We had a lot of things going for us already. A lot of people don't have those. So if you don't have those, try and get them. Get the support from people. Get the support from family. Get the support from friends. You need the time. You need the breaks. We had people who were helping us who would take Henry for the night sometimes. One of his therapists said, "I'll take Henry for the night." Okay. We trusted her implicitly. She was wonderful. She was his physical therapist. She'd known him for years.

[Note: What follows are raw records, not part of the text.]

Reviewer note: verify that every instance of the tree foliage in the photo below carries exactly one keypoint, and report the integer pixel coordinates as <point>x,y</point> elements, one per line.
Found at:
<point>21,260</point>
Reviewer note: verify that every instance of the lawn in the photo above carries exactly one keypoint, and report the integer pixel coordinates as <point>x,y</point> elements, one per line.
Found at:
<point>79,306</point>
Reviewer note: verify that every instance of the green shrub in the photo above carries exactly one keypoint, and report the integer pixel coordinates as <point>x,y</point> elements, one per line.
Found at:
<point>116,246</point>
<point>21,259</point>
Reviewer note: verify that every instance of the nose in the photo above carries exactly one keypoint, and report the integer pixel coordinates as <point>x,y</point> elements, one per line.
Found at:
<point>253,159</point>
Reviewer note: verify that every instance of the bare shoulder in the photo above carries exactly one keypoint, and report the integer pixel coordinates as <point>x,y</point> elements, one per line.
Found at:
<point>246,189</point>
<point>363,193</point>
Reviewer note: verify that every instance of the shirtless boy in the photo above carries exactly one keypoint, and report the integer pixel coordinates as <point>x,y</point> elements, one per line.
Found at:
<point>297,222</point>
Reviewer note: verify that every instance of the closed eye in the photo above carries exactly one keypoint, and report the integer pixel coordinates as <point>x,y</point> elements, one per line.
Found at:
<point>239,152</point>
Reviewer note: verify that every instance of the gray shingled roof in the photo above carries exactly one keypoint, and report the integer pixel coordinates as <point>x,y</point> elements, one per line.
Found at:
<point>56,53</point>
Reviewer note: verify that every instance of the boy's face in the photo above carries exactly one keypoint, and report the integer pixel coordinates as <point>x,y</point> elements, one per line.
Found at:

She did that a couple of times for us, and it allowed us to just have dinner, have a glass of wine, not have to be worried. Just toward the end, Henry had very serious respiratory issues, so he was on a BiPAP machine throughout the night, which had to be monitored. This was a 24-hour commitment. Just to have a night off, it was great. It was great. Not because we didn't want to be around Henry that night, but it just allowed us to make ourselves stronger for ourselves and for him.
Dr. Nath:
People don't talk about this enough.
Richard Engel:
If people make these and they're good offers, take them.
Dr. Nath:
Yes, yes. What it's like to be a caregiver in the moment, days and nights, for years. Yeah, absolutely. You need a little bit of help at times.
Before I let you go run off and interview other people and fly across the world, I want to know something else from you. As a parent that had a medically complex first child and then had a second child, who I'm assuming is healthy, how do you manage your own anxiety with the second kid?
Richard Engel:
We did a lot of testing ahead of time. We leaned heavily into science. There are certain families who rolled the dice on this. We didn't do that. I couldn't have done that. We were able to handle the strain. Not easily, there were rough times over these almost seven years.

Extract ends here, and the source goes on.